Buffini wrote her play for young people. But little in Byzantium speaks to youth; this slow, meandering, often enervated narrative seems more likely to appeal to old souls. There’s nothing like the hot, overpowering odor of sex and birth and death that characterizes Jordan’s The Company of Wolves (1984). That film chronicles—through Jungian imagery—a young girl’s rite of passage into womanhood, and the story revels in nature’s blood and mire. For the young woman in Wolves the flow of blood, her menarche, marks change, a new identity. Rosaleen is diving into time, a river of experience that will eventually dry up in death. In contrast, Eleanor has stepped out of time, the bloody waterfall signaling arrested development, like that of the vampire child in Interview.

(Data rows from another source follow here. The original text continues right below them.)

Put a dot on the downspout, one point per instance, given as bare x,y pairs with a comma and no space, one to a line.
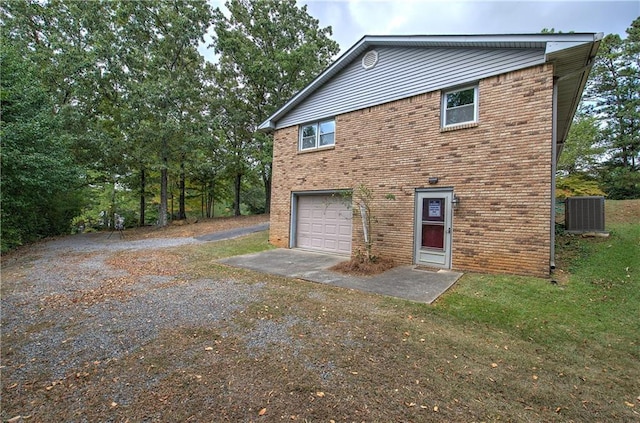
554,166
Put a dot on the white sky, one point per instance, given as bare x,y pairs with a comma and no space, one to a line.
353,19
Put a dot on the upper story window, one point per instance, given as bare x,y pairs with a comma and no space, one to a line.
317,135
460,106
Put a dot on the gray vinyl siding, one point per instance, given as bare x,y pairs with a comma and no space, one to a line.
405,72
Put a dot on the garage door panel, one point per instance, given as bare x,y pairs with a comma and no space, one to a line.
324,224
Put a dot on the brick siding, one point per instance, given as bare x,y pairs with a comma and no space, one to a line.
500,168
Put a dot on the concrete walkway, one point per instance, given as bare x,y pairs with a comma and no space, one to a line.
401,282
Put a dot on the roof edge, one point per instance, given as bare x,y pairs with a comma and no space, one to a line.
472,40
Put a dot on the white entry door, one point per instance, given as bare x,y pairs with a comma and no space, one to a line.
433,228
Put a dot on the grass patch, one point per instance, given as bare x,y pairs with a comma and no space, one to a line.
494,348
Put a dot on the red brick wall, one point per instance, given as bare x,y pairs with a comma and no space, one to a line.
499,168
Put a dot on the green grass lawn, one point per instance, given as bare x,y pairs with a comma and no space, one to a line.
493,348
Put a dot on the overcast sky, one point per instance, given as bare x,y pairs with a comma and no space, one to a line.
353,19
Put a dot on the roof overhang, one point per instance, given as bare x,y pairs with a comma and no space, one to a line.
571,54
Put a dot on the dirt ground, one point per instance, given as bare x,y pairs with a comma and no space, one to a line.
150,328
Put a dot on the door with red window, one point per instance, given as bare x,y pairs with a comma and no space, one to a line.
433,228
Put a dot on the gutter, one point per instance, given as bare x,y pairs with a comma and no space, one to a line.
554,167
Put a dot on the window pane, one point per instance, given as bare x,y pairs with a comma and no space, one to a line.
309,131
308,142
460,98
327,127
326,139
432,236
433,209
460,115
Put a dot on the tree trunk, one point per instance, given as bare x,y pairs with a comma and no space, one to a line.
162,215
182,212
143,200
266,179
210,203
236,188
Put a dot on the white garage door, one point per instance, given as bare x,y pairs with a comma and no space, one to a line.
324,223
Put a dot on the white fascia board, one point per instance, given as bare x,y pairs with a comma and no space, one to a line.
557,41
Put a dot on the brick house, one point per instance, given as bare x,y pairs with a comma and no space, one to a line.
457,137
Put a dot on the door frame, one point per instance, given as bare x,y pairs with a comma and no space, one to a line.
447,194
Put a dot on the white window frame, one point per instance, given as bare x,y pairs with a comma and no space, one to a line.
445,109
317,125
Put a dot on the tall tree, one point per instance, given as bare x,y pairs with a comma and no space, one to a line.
39,189
615,86
581,148
269,50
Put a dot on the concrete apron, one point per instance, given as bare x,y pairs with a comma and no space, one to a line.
404,282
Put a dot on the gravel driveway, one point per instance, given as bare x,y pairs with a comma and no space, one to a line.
67,304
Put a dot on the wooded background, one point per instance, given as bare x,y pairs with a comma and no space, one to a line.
108,107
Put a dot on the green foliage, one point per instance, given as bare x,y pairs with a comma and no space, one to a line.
269,50
38,189
615,87
575,185
620,182
581,149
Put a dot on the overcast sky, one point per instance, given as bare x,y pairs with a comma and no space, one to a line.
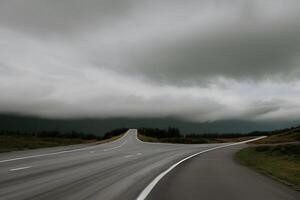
198,60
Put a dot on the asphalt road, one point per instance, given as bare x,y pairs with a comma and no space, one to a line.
118,170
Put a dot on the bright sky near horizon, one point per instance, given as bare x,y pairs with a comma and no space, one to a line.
198,60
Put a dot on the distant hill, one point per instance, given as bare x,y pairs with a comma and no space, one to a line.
100,126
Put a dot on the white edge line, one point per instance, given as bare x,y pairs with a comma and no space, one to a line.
143,195
59,152
20,168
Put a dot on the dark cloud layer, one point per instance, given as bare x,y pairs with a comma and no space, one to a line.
195,60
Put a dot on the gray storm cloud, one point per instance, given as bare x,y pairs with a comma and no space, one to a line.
195,60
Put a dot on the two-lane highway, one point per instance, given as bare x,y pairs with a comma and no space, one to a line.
124,169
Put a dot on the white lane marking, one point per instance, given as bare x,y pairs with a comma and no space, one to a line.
143,195
116,146
20,168
57,153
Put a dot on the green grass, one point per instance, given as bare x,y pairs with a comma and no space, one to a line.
15,143
279,161
285,137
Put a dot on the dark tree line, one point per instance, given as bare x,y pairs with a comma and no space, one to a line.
160,133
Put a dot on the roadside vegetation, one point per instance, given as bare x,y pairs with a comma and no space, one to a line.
17,140
279,161
277,156
173,135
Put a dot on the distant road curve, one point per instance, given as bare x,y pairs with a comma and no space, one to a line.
122,169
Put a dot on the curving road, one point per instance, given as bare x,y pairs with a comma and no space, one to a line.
122,169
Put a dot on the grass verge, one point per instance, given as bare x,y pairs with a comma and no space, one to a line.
191,140
278,161
25,142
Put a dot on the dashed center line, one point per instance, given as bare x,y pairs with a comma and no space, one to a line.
20,168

But Eleanor does finally hearken back to Wolves’ Red Riding Hood, her human sister, in a dim but promising echo of Rosaleen’s coming of age. Ceremonially, Eleanor dons a scarlet-hooded jacket—first sign of color in her relentlessly beige couture—when she’s wakened from her somnolent state by unexpected connection with a ginger-haired boy (Caleb Landry Jones). Pale as death, thinned by leukemia, Frank looks the perfect Romantic hero; a scratch is all it takes for his blood to pour out of his body. Is it possible that Eleanor, her umbilical bond to man-hating mom severed, might break out of her closed circle, lose her vampire virginity, begin a new storyline?

Byzantium’s storyline advances by fits and starts, and peters out in a rather perfunctory climax. Jordan’s signature visual/emotional style doesn’t feel consistently engaged; his themes don’t find organic expression. Still, there are throwaway moments of startling beauty: a screen-spanning field of cabbages, tightly wrapped in silvered leaves like alien skulls swollen with secrets; the heavy pearlescent light in which old men and women swim and drown, in the luxe hotel where Eleanor appropriates the piano for a long, dreamy musical interlude. (“The pearl remains forever while the oyster’s flesh rots around it,” remarks one unforgiving vampire.)

And maybe, in the end, Byzantium achieves some salutary evolution, a way out of the no-exit claustrophobia of constricted lives and repetitious stories. For me, Jordan’s latest seems largely as enervated as the lives of his vampires, coming to life only in the fierce performances of Arterton and especially Ronan. Their faces—one dark and full-featured, the other bright, refined—reflect passionate female appetite, to know and be known.